Non è cambiato molto rispetto alla vecchia legge n. 117/88 dal momento che con la riforma di cui alla legge 27 febbraio 2015 n. 18 non è stata introdotta una responsabilità diretta dei magistrati, ma permane il principio della responsabilità diretta dello Stato e soltanto indiretta del magistrato.

I magistrati (giudicanti ed inquirenti) non potranno mai essere chiamati a rispondere direttamente ed in prima persona dei danni arrecati al cittadino ad eccezione delle ipotesi in cui l’illecito del magistrato rivesta ipotesi di reato.

Quindi, come prima, la richiesta di risarcimento dei danni dovrà essere avanzata soltanto nei confronti dello Stato, che risponderà dell’illecito commesso dai magistrati. Il termine di decadenza per la proposizione dell’azione risarcitoria è stato poi innalzato da due a tre anni.

Rispetto alla vecchia legge è poi cambiata la misura della rivalsa dello Stato nei confronti del magistrato.

Infatti prima il magistrato poteva essere chiamato dallo Stato a rispondere nella misura di un terzo del suo stipendio annuo, cioè per un massimo di quattro mensilità, mentre ora detto limite è stato leggermente aumentato, dal momento che attualmente il magistrato è chiamato a rispondere entro i limiti della metà del suo stipendio annuo, quindi al massimo sei mensilità.

Cambiano, infine, le ipotesi di colpa grave che consentiranno al cittadino di promuovere l’azione di responsabilità nei confronti dello Stato.

Prima era possibile agire solo in tre ipotesi:

1) quando il magistrato aveva affermato l’esistenza di un fatto inesistente, o aveva negato l’esistenza di un fatto chiaramente esistente;

2) quando il magistrato aveva emanato un provvedimento restrittivo della libertà personale in assenza di motivazione o fuori dai casi consentiti dalla legge;

3) quando il magistrato aveva violato norme di legge con negligenza inescusabile.

Oggi le prime due ipotesi sono rimaste immutate, con l’aggiunta del travisamento non solo del fatto, ma anche delle prove, mentre è stata modificata la terza ipotesi, atteso che non è prevista più l’ipotesi della violazione della legge determinata da negligenza inescusabile del magistrato, ma la violazione manifesta della legge o del diritto comunitario.

E’ prevista inoltre la risarcibilità del danno non patrimoniale anche in casi diversi dalla privazione della libertà personale. Infine è cambiata la formulazione della “clausola di salvaguardia”.

Nella precedente legge era previsto che l’attività di interpretazione della legge e di valutazione del fatto e delle prove non potesse mai dare luogo a responsabilità, mentre con la riforma, pur permanendo detta clausola, essa non si applica nelle ipotesi di colpa grave, con la conseguenza che sorgeranno inevitabilmente problemi interpretativi.

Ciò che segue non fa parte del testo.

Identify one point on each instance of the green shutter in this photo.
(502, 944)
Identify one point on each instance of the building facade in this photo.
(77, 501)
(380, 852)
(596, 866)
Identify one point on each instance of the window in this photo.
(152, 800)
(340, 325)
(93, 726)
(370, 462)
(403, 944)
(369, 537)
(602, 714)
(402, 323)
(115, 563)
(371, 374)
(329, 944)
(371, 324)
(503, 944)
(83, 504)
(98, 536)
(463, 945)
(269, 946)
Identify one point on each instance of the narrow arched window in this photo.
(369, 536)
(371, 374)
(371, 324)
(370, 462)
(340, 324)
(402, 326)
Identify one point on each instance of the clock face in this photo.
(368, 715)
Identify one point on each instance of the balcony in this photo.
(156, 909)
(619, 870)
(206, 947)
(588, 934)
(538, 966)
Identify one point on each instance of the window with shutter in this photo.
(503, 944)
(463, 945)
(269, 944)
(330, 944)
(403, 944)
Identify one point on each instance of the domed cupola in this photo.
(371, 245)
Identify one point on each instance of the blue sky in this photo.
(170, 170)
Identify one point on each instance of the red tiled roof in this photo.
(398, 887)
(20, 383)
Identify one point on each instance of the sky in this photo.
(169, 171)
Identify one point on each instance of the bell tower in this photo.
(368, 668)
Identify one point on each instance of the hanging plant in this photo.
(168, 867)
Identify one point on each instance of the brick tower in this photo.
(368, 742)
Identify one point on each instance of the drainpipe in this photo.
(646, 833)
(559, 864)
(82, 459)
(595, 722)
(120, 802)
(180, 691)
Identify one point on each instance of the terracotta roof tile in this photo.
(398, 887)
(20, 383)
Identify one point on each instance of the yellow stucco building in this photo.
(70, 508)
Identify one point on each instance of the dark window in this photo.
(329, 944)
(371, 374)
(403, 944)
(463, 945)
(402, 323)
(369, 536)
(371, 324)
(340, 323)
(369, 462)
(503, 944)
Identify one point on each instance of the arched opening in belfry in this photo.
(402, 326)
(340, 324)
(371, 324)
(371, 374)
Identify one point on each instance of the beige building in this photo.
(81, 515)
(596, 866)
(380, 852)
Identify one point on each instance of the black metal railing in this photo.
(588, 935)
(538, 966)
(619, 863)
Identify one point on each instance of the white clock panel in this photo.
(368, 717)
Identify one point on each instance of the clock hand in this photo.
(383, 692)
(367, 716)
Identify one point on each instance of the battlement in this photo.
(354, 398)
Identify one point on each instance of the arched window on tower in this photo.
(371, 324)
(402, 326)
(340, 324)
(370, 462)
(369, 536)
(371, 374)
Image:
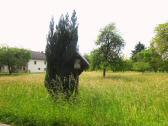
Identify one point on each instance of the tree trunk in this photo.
(104, 72)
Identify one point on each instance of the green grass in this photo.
(121, 99)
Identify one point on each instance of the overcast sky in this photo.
(24, 23)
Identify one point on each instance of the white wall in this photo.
(40, 66)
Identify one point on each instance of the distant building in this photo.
(36, 64)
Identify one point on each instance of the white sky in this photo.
(24, 23)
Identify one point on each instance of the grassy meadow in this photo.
(121, 99)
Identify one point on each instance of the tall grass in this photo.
(121, 99)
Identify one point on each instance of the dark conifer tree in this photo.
(61, 45)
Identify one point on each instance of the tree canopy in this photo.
(138, 48)
(110, 44)
(160, 40)
(61, 46)
(14, 57)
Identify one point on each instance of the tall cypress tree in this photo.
(61, 46)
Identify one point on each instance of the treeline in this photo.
(14, 58)
(153, 58)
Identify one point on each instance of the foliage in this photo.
(141, 66)
(160, 40)
(61, 46)
(110, 44)
(138, 48)
(121, 99)
(14, 57)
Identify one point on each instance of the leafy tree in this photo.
(110, 44)
(138, 48)
(149, 56)
(61, 46)
(141, 66)
(14, 58)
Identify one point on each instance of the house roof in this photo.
(38, 55)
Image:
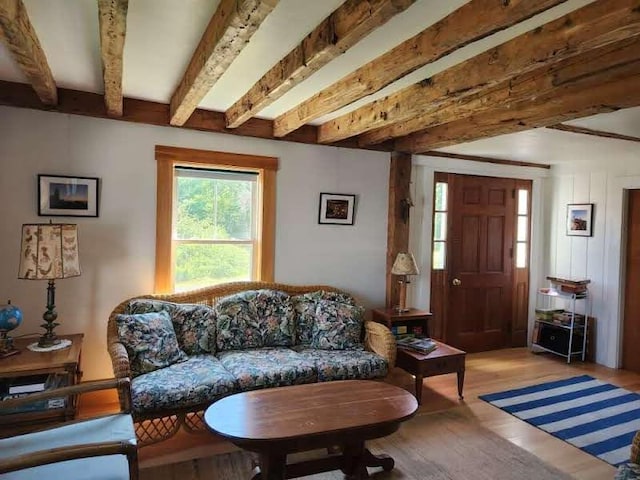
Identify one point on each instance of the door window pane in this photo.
(440, 226)
(523, 202)
(521, 255)
(522, 229)
(200, 265)
(441, 196)
(439, 255)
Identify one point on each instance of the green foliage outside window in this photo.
(213, 209)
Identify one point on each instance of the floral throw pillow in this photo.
(305, 311)
(337, 326)
(194, 324)
(254, 319)
(150, 341)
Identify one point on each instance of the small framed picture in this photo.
(64, 196)
(580, 219)
(336, 208)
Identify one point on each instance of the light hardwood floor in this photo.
(485, 373)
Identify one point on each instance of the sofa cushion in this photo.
(628, 471)
(305, 311)
(345, 364)
(195, 325)
(337, 326)
(267, 367)
(150, 341)
(201, 379)
(254, 319)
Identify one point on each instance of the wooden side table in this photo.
(416, 321)
(444, 359)
(64, 364)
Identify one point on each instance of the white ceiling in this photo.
(162, 35)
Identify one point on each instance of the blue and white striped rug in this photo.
(595, 416)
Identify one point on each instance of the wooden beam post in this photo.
(398, 222)
(20, 37)
(112, 15)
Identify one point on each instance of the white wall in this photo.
(424, 168)
(117, 250)
(592, 170)
(602, 179)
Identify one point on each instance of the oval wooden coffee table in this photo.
(277, 421)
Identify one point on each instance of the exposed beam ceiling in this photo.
(476, 158)
(473, 21)
(141, 111)
(588, 131)
(228, 32)
(347, 25)
(112, 15)
(596, 24)
(21, 39)
(602, 82)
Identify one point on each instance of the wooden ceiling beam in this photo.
(18, 34)
(580, 91)
(588, 131)
(594, 25)
(476, 158)
(112, 15)
(473, 21)
(229, 30)
(346, 26)
(88, 104)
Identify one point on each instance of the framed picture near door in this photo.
(580, 219)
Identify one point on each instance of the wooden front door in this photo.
(480, 266)
(631, 329)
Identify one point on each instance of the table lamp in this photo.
(404, 266)
(49, 251)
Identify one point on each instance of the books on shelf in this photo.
(421, 345)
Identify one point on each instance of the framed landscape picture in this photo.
(64, 196)
(336, 208)
(580, 219)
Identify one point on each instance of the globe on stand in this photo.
(10, 318)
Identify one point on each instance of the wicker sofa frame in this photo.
(160, 425)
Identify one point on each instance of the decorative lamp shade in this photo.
(49, 251)
(405, 264)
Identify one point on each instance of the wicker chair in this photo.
(97, 448)
(160, 425)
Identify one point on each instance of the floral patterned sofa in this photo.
(184, 351)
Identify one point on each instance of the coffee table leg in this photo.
(460, 382)
(272, 467)
(385, 461)
(354, 466)
(419, 379)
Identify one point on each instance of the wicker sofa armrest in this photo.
(380, 340)
(75, 452)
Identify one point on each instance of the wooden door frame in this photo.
(423, 174)
(518, 329)
(612, 312)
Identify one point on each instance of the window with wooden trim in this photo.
(215, 218)
(522, 228)
(439, 260)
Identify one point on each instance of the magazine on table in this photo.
(421, 345)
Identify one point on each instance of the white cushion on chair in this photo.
(97, 430)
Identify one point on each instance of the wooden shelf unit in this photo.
(64, 364)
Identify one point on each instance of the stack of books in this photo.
(420, 345)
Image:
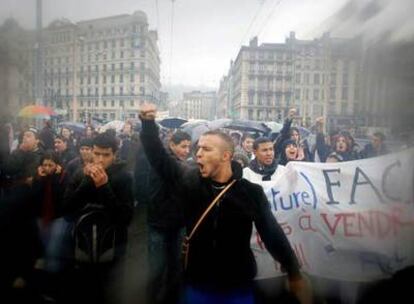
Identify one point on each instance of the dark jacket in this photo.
(164, 212)
(115, 196)
(57, 184)
(369, 151)
(73, 166)
(47, 136)
(220, 256)
(66, 156)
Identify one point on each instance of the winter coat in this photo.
(220, 257)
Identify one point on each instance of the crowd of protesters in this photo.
(56, 186)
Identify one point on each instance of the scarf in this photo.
(265, 171)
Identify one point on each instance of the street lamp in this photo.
(77, 40)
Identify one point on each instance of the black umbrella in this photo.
(76, 127)
(240, 125)
(172, 123)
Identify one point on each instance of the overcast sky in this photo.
(207, 34)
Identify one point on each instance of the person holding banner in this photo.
(219, 208)
(264, 166)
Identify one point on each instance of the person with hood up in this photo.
(264, 166)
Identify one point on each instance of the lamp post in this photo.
(77, 40)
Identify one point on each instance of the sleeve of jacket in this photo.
(161, 161)
(321, 147)
(119, 198)
(274, 238)
(284, 134)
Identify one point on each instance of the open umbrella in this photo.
(240, 125)
(76, 127)
(172, 122)
(117, 125)
(36, 111)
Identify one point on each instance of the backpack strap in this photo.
(186, 242)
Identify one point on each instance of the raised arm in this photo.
(161, 161)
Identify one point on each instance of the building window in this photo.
(344, 93)
(297, 94)
(316, 94)
(333, 78)
(332, 93)
(316, 79)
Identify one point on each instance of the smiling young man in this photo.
(103, 185)
(221, 265)
(264, 166)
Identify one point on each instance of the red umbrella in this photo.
(36, 111)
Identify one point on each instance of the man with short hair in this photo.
(27, 156)
(165, 228)
(264, 166)
(246, 148)
(221, 265)
(103, 185)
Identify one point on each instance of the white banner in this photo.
(350, 221)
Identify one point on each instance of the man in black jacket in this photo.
(221, 265)
(107, 186)
(165, 228)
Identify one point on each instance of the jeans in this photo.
(165, 270)
(57, 241)
(197, 296)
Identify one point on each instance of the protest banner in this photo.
(350, 221)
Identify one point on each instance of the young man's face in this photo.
(291, 152)
(66, 132)
(265, 153)
(341, 144)
(210, 155)
(86, 153)
(104, 157)
(30, 141)
(248, 144)
(60, 145)
(376, 142)
(182, 149)
(295, 136)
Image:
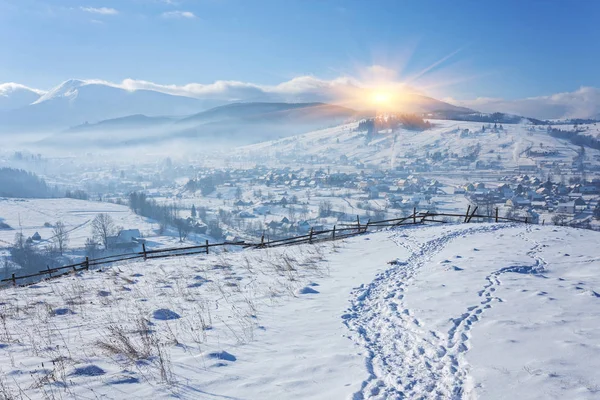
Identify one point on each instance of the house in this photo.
(579, 204)
(262, 210)
(126, 239)
(373, 192)
(533, 217)
(246, 214)
(566, 208)
(242, 203)
(589, 189)
(303, 226)
(518, 202)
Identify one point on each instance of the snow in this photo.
(29, 216)
(450, 311)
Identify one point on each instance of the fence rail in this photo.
(347, 230)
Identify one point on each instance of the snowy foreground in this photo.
(451, 311)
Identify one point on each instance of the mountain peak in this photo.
(66, 89)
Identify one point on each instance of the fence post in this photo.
(472, 214)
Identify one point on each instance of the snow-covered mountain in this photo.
(76, 102)
(14, 95)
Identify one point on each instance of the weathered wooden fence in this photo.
(313, 236)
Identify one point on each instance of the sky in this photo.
(462, 50)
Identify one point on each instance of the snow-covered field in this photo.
(451, 311)
(30, 215)
(507, 146)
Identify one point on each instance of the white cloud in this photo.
(581, 103)
(7, 88)
(179, 14)
(101, 10)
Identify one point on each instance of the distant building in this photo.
(126, 239)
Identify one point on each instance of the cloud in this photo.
(581, 103)
(352, 92)
(101, 10)
(179, 14)
(10, 87)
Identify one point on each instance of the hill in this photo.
(233, 124)
(452, 311)
(14, 96)
(75, 102)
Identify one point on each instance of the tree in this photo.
(325, 208)
(60, 237)
(91, 248)
(183, 228)
(559, 219)
(103, 227)
(304, 212)
(292, 214)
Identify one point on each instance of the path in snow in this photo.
(404, 359)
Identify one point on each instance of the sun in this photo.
(381, 98)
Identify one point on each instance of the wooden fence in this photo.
(336, 233)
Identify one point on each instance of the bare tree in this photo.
(103, 227)
(183, 228)
(292, 214)
(91, 248)
(60, 237)
(304, 212)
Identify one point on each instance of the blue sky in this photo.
(505, 49)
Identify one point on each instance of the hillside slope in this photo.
(450, 311)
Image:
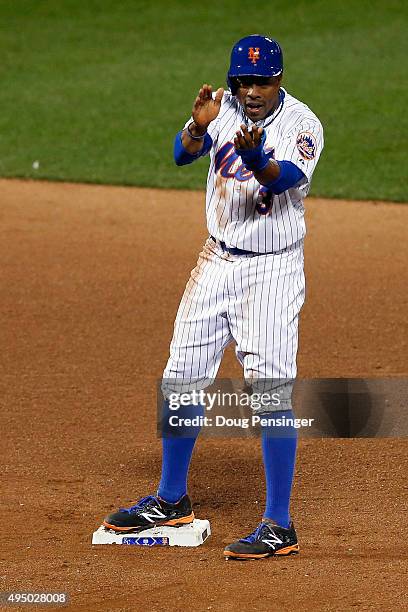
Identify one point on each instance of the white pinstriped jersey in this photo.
(293, 133)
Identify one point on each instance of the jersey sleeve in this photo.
(302, 146)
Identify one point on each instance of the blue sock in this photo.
(178, 444)
(279, 456)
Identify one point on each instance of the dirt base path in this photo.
(91, 279)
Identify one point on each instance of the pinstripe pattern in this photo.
(253, 299)
(231, 203)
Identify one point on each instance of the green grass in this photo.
(96, 90)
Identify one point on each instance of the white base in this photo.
(193, 534)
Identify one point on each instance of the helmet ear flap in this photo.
(232, 84)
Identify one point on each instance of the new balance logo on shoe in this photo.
(271, 540)
(153, 515)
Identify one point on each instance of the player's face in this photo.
(258, 95)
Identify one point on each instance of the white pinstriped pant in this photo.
(252, 299)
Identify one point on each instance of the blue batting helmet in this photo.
(254, 55)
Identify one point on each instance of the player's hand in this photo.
(206, 108)
(248, 140)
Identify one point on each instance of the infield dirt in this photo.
(91, 280)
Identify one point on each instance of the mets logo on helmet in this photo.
(306, 144)
(253, 54)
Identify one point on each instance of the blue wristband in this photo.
(255, 159)
(183, 157)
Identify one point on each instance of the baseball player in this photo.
(248, 285)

Non è cambiato molto rispetto alla vecchia legge n. 117/88 dal momento che permane la responsabilità la responsabilità diretta dello Stato e soltanto indiretta dei magistrati (giudicanti ed inquirenti) i quali non potranno mai essere chiamati a rispondere direttamente ed in prima persona dei danni, ad eccezione delle ipotesi di illecito penale. Rispetto alla vecchia legge è cambiata la misura della rivalsa dello Stato nei confronti del magistrato: prima un terzo del suo stipendio annuo, cioè al massimo quattro mensilità, ora metà dello stipendio annuo, al massimo sei mensilità.

Cambiano le ipotesi di colpa grave che prevedono, in aggiunta a quelle preesistenti, il travisamento anche delle prove.

E’ stata introdotta l’ipotesi della violazione del diritto comunitario determinata da negligenza inescusabile del magistrato

E’ prevista inoltre la risarcibilità del danno non patrimoniale anche in casi diversi dalla privazione della libertà personale. Infine è cambiata la formulazione della “clausola di salvaguardia” che non si applica nelle ipotesi di colpa grave.

Per il resto è rimasto tutto invariato.

Dunque non si può certamente esultare per le prudenti modifiche apportate dall’attuale legislatore ad una cattiva legge approvata in totale contrasto con il risultato di un referendum, le cui aspettative vennero tradite da un vero e proprio compromesso tra i poteri dello Stato.